Тщательно протерев порез на руке по-прежнему неестественно бледного, находящегося без сознания чеха — с некоторым удовлетворением отметив, что немец перед его нанесением кожу-то спиртом протирал — тщательно, стараясь не передавить тощей конечности, перебинтовал. Дыхание у больного можно было заметить только с большим трудом, выглядел он настолько плохо, что невольно приходила на ум мысль: «Не жилец».

От понимания, что, вероятней всего, Иржи не выживет, заныло сердце.

«Господи, ну не тяну я на роль великого преобразователя! Здесь человек другого масштаба нужен, несравненно более крупного, чем я».

Однако Бог реагировать на сетования попаданца не спешил, его мысленные обращения оставались гласом вопиющего в пустыне. Отчего ему захотелось выместить на виновниках произошедшего нараставшую злость.

«Всех убью, один останусь! — вспомнилась любимая присказка одного из литературных героев. — Я вас научу свободу любить, к работе с умом подходить!»
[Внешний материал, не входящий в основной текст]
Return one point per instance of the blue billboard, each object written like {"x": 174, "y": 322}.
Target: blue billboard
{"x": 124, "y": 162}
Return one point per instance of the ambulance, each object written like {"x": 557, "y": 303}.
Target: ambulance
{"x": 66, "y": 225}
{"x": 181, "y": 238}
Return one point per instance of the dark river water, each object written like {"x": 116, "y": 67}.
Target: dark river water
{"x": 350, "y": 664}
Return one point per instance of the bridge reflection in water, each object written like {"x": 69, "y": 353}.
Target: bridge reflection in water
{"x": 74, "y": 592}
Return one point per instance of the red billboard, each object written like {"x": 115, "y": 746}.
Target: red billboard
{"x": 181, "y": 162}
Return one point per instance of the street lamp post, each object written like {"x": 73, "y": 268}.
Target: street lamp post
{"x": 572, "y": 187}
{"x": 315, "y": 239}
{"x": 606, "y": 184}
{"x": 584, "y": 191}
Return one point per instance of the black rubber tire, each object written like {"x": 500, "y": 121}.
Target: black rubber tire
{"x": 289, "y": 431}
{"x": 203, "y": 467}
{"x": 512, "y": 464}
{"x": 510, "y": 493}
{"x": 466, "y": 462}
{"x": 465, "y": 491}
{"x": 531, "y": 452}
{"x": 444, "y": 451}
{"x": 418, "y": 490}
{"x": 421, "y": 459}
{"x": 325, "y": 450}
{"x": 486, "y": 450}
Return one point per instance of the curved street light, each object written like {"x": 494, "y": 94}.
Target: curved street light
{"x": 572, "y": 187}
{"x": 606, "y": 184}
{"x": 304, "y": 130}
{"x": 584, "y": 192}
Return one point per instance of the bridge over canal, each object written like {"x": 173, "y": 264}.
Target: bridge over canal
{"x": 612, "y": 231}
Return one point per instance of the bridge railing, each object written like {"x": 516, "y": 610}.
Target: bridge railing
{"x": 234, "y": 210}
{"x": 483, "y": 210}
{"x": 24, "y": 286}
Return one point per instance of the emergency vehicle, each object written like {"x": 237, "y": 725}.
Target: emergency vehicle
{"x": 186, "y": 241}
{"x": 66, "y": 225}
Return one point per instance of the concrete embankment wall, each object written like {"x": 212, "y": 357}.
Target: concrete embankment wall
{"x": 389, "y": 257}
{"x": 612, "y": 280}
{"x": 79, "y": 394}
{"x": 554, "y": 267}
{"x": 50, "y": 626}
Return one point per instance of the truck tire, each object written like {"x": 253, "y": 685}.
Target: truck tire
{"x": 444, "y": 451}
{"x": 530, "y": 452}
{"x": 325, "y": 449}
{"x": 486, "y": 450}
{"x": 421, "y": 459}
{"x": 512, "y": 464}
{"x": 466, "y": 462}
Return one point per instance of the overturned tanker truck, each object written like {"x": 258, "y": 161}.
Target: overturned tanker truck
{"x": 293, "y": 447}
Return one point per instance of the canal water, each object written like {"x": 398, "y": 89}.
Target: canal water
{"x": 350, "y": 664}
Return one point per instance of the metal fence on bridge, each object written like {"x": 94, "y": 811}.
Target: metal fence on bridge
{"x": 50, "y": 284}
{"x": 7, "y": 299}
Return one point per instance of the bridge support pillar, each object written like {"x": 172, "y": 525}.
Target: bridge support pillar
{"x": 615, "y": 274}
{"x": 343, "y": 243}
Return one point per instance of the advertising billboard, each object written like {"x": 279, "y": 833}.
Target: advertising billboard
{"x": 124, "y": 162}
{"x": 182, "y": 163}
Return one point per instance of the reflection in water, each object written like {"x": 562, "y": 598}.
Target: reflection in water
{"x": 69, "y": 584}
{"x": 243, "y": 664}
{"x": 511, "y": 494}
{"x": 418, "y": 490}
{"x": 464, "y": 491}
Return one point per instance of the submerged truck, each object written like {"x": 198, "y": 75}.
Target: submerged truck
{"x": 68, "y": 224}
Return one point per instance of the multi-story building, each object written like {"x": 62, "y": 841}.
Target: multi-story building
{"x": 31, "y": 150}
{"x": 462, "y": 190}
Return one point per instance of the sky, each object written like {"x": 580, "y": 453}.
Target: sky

Бережно укрыв товарища одеялом, выпрямился, окинул взглядом присутствующих, собираясь послать кого-то за главным лекарем госпиталя, Пьетро Аквилани, но, уже раскрыв для этого рот, заметил итальянца. Тот скромно прислонился к стене в углу, подобно всем присутствующим не желая попасть под горячую и очень тяжёлую руку колдуна. Вопреки прежнему мнению об итальянцах, лекарь из Падуи имел немалый, в районе метра восьмидесяти сантиметров, рост, белую кожу, тёмно-русые волосы. Правильное, в юности вероятно красивое лицо его уродовали несколько характерных шрамов на щеках и лбу, о происхождении которых лекарь, кстати, прекрасно владевший шпагой, рассказывать не спешил.